10 People Escape Serious Injury in Forbes Avenue Bridge Collapse
Photo Gallery: Forbes Avenue Bridge Collapse
The bridge that collapsed on Friday had been rated as “poor,” according to PennDOT. A total of 80 local bridges and 95 state-owned bridges are listed as in poor condition in Pennsylvania, too.
Harries says there was nothing special about the bridge in Frick Park. It was built around 1970 — but the average age of bridges in the state was 54, as of 2017; the one over Fern Hollow Creek was only 51.
But the public shouldn’t panic about other bridges collapsing, he says.
“I don’t think there’s any kind of imminent danger to the traveling public. But with that said, we’re traveling on older and older infrastructure,” he says. “It’s the same imminent danger that your sewers will collapse and cause you problems for a while, or your water may go out for a while, or the electric grid. This just happens to grab people’s attention a little bit better.”
He also adds that the absence of the bridge is going to be disruptive, as Regent Square and Point Breeze are effectively severed from the rest of the city without it. While there are workarounds, the layout of the city makes them rather awkward, and the East End will likely see a multitude of disruptions to its traffic patterns while the structure undergoes repairs.
Harries worries that the infrastructure woes often go unnoticed.

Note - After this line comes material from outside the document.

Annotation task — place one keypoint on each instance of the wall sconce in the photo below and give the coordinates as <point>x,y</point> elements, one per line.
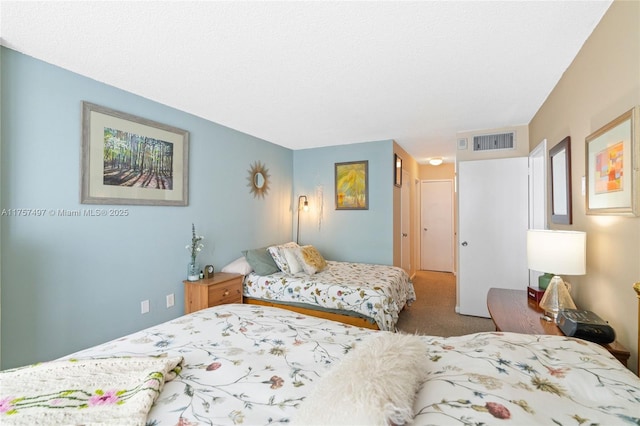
<point>303,207</point>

Bridges often fail silently until a crash, and there are plenty of other crises making ample noise.
“More like this will happen, regrettably. … We’re sort of inundated today with COVID, the polarization of the nation or the potential for a hot war in Europe. It sort of gets lost,” he says, also stressing that infrastructure is more than just roadways and utility lines.

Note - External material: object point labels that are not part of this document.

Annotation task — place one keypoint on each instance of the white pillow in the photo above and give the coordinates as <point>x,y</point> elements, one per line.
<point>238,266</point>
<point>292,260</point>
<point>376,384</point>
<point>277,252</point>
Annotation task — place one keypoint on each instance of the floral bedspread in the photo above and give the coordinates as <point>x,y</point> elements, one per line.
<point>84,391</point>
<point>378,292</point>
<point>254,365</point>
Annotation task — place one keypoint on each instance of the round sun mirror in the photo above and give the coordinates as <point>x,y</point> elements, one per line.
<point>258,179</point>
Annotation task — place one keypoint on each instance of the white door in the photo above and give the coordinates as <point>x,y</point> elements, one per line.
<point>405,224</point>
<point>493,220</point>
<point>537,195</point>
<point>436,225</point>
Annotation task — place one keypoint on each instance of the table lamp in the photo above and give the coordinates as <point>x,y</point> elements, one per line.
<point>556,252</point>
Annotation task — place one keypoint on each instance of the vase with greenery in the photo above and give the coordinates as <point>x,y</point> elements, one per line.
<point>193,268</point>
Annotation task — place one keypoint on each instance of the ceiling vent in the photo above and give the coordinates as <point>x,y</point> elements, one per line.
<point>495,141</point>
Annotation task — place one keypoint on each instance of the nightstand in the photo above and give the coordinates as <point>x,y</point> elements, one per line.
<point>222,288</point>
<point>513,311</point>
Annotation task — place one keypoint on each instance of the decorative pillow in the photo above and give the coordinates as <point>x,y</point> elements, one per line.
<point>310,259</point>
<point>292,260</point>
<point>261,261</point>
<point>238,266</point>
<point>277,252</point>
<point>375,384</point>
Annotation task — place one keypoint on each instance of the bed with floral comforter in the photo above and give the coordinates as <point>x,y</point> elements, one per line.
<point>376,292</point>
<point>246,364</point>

“It is what allows our society to operate as a society,” he adds.
A lack of resources
The problem with critical infrastructure isn’t a lack of know-how or even a lack of effort from those who maintain the bridges. Instead, it’s a lack of resources.
“The solutions are there. There’s no technical problem. We know what needs to happen,” Harries says. “The impediments are the resources, obviously in terms of money.”
Time becomes part of the equation, too; even with an infinite amount of money, we can’t fix all of America’s old bridges overnight.
“You’re on a five, 10, 20-year plan,” he says.
Only a small part of the country’s GDP is currently spent on infrastructure. According to the New York Times, infrastructure spending would total $840 billion from 2022 to 2026. That’s about 3.45% of the GDP in 2022 alone, or 0.64 percent of the GDP over five years. The U.S. is ranked 13th in the world for the overall quality of our infrastructure.
“There is no technical impediment that I’m aware of to starting to address infrastructure issues in a meaningful way,” Harries adds. “We’ve been hopelessly underfunding infrastructure.”